Une série de dix films réalisés par Valéria Lumbroso financé par l’ARS PACA et coproduit par l’ARIP (Association pour la Recherche et l'(in) formation en Périnatalité) est désormais diffusée en ligne chaque semaine sur le site ACADEVEN afin de diffuser un message essentiel : la qualité des relations parents-bébé est le premier carburant du bon développement du tout petit. Quelques unes de ces vidéos avaient été présentées aux professionnels de la périnatalité le 29 mars 2019 à l’Hôtel du Département à Marseille sous la houlette du pédopsychiatre Michel Dugnat (Assistance publique-Hôpitaux de Marseille) et du pédiatre Olivier Bernard, responsable à la PMI du département des Bouches du Rhône. Cette première diffusion a donné lieu à des échanges denses sur des sujets parfois épineux, par exemple: faut-il encore parler de « fonction » maternelle et paternelle ? Le  jeu du « coucou-caché » est-il universel ? Voici le compte-rendu de cette matinée très instructive.

L’exercice est original : demander à une assistance fournie (environ 150 personnes) une analyse collaborative de courts films proposant des interactions parents-bébés.
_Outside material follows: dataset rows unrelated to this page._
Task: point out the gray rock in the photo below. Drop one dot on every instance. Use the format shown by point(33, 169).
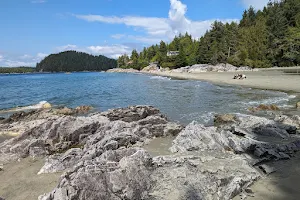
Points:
point(99, 161)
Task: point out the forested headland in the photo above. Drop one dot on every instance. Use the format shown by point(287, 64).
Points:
point(9, 70)
point(263, 38)
point(73, 61)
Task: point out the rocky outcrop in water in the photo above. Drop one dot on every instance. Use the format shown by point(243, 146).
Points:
point(102, 155)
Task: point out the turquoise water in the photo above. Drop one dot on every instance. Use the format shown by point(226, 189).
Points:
point(181, 100)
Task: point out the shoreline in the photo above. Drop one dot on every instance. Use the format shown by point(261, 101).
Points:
point(263, 79)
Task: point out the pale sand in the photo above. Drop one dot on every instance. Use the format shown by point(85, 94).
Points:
point(271, 79)
point(19, 180)
point(280, 185)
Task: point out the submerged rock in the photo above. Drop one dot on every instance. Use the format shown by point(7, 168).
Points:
point(263, 107)
point(46, 105)
point(224, 119)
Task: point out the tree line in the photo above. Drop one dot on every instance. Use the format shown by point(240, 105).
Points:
point(263, 38)
point(71, 61)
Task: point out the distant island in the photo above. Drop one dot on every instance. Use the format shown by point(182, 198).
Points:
point(67, 61)
point(73, 61)
point(19, 70)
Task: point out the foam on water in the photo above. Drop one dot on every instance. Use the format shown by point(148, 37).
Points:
point(24, 108)
point(160, 78)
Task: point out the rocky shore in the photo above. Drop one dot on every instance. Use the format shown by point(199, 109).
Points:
point(102, 156)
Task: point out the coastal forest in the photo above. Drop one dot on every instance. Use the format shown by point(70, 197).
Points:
point(263, 38)
point(8, 70)
point(71, 61)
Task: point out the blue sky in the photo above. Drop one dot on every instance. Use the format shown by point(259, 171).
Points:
point(33, 29)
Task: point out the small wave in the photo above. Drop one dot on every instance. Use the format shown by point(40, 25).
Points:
point(292, 96)
point(276, 100)
point(207, 117)
point(160, 78)
point(40, 105)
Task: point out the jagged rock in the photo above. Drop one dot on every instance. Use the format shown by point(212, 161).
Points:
point(293, 121)
point(57, 162)
point(263, 107)
point(267, 169)
point(83, 109)
point(224, 119)
point(64, 111)
point(129, 178)
point(100, 161)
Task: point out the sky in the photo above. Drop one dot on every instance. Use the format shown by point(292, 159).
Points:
point(32, 29)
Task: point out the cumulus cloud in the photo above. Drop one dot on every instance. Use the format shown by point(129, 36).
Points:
point(25, 56)
point(67, 47)
point(257, 4)
point(41, 55)
point(118, 36)
point(158, 28)
point(38, 1)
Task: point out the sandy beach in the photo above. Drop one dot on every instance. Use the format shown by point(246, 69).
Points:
point(19, 180)
point(271, 79)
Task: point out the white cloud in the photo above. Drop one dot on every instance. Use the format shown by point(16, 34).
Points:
point(24, 60)
point(112, 51)
point(118, 36)
point(159, 28)
point(67, 47)
point(257, 4)
point(41, 55)
point(38, 1)
point(25, 56)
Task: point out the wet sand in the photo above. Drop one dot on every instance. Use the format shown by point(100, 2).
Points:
point(280, 185)
point(19, 180)
point(272, 79)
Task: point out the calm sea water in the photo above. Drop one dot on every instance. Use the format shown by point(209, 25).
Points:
point(181, 100)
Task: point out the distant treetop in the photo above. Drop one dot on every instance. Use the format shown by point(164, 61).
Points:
point(71, 61)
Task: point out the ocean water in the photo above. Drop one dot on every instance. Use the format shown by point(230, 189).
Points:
point(180, 100)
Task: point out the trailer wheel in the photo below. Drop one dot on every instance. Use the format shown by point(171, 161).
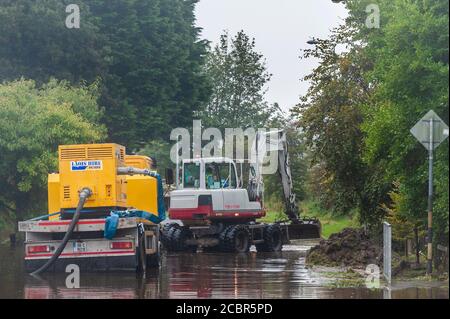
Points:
point(273, 239)
point(237, 239)
point(155, 259)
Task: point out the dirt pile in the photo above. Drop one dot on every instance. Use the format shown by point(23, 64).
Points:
point(350, 247)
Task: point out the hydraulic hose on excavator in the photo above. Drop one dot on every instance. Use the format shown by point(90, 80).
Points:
point(84, 195)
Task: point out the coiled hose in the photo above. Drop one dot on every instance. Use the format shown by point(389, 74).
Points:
point(84, 195)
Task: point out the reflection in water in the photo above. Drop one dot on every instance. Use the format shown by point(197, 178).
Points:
point(202, 275)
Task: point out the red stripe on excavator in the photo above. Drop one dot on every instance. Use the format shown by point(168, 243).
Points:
point(206, 210)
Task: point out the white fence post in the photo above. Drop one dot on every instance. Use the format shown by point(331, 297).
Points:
point(387, 252)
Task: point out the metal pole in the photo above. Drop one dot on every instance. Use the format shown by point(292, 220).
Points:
point(430, 203)
point(177, 167)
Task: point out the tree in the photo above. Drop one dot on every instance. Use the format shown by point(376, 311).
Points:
point(33, 122)
point(147, 54)
point(330, 114)
point(409, 77)
point(238, 76)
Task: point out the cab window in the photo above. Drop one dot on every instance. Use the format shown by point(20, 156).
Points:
point(212, 176)
point(191, 178)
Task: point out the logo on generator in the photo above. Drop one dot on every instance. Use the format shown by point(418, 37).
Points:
point(86, 165)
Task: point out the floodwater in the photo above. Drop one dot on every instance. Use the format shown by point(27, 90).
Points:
point(201, 275)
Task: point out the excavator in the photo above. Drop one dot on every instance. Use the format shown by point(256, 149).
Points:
point(218, 214)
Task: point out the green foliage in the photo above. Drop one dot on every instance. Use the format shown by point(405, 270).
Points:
point(410, 77)
point(362, 103)
point(238, 76)
point(33, 122)
point(147, 54)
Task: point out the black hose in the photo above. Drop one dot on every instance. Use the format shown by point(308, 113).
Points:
point(84, 194)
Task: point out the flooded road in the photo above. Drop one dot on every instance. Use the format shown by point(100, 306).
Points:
point(201, 275)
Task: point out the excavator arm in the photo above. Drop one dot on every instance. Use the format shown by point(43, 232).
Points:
point(298, 228)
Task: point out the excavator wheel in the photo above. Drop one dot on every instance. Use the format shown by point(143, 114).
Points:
point(273, 239)
point(237, 239)
point(166, 235)
point(222, 237)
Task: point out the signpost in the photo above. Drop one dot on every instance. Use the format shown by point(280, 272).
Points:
point(431, 131)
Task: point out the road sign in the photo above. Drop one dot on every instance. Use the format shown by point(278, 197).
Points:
point(422, 130)
point(431, 131)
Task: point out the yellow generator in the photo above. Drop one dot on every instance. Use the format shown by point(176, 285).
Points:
point(104, 210)
point(96, 166)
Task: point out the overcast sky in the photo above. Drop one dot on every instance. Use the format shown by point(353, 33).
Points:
point(281, 28)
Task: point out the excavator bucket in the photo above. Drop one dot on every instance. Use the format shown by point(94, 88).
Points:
point(305, 229)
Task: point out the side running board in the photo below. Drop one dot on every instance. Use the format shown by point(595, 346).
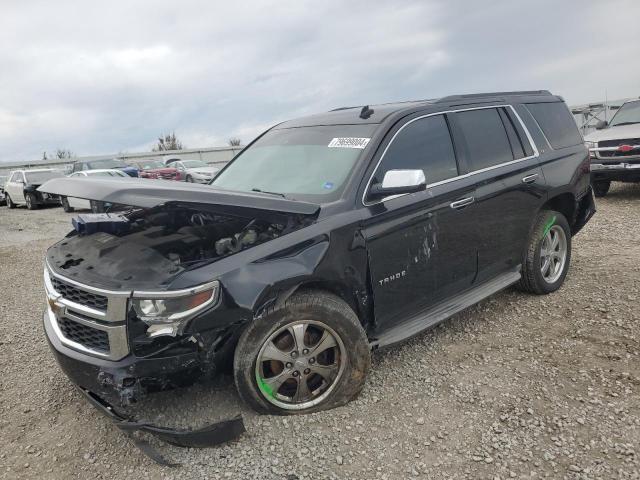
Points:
point(432, 316)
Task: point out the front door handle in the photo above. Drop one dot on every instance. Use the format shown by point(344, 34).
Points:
point(458, 204)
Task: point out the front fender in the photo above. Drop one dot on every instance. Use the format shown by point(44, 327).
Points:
point(256, 285)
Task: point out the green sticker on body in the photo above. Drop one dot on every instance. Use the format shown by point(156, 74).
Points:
point(548, 226)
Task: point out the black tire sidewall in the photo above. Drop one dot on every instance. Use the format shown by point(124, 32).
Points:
point(543, 223)
point(329, 310)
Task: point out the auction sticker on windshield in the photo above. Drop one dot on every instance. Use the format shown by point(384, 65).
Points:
point(349, 142)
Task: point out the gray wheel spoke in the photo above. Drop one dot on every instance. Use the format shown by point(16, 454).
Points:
point(276, 381)
point(298, 331)
point(545, 265)
point(327, 341)
point(302, 392)
point(271, 352)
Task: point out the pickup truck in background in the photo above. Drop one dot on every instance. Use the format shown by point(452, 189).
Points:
point(614, 149)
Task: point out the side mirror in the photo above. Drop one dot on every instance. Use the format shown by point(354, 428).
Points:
point(398, 182)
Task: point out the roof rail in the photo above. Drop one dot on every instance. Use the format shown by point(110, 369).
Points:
point(471, 96)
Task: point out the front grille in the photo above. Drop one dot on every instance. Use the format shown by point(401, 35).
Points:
point(616, 143)
point(76, 295)
point(84, 335)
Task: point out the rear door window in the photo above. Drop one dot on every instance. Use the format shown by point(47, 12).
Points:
point(485, 138)
point(423, 144)
point(557, 123)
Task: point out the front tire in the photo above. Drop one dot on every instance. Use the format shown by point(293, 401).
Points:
point(307, 355)
point(548, 254)
point(601, 188)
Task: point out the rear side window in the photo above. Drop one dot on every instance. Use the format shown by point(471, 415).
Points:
point(423, 144)
point(557, 123)
point(485, 138)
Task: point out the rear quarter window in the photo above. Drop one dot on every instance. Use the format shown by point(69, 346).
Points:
point(556, 123)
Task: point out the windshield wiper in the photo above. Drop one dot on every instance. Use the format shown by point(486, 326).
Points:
point(270, 193)
point(624, 123)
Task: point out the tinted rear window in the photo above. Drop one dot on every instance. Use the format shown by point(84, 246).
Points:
point(485, 138)
point(557, 123)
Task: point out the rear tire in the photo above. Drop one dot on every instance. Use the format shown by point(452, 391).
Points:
point(32, 203)
point(65, 205)
point(548, 254)
point(315, 316)
point(601, 188)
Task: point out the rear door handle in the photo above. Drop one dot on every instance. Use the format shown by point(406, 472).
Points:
point(458, 204)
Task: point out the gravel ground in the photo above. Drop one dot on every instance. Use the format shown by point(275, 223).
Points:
point(518, 386)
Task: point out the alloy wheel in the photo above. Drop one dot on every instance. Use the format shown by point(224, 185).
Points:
point(300, 364)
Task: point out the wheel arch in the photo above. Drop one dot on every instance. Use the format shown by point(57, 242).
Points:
point(357, 300)
point(565, 203)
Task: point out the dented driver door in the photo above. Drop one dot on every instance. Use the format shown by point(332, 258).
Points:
point(420, 251)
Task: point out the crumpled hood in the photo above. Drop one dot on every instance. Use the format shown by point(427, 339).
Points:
point(144, 193)
point(614, 133)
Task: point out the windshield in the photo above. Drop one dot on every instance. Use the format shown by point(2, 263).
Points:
point(151, 164)
point(629, 113)
point(41, 177)
point(108, 163)
point(194, 163)
point(310, 163)
point(112, 173)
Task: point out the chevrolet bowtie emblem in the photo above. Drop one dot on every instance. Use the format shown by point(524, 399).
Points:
point(56, 308)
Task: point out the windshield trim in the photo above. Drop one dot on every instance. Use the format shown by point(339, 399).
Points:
point(351, 180)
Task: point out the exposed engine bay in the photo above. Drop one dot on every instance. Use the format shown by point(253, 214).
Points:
point(153, 245)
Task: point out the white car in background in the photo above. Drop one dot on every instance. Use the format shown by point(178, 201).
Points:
point(195, 171)
point(69, 204)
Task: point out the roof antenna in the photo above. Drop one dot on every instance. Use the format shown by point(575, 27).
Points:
point(366, 112)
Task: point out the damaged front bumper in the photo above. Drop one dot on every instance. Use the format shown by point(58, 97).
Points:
point(207, 436)
point(106, 383)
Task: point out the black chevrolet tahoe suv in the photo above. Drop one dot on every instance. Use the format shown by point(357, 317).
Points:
point(327, 237)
C’est en tous cas ce qui a été proposé le vendredi 29 mars 2019 à l’Hôtel du Département dans le cadre des Semaines d’Information sur la Santé Mentale. Dans la salle, des professionnels de la périnatalité font face à la réalisatrice des vidéos, Valéria Lumbroso et aux spécialistes du développement de l’enfant qui ont assuré la supervision scientifique du projet : Maya Gratier, professeure de psychologie du développement, Emmanuel Devouche maître de conférences en psychologie du développement, Drina Candilis psychologue psychanalyste, Nicolas Falaise, pédiatre de ville et en maternité, et Michel Dugnat pédo-psychiatre en périnatalité.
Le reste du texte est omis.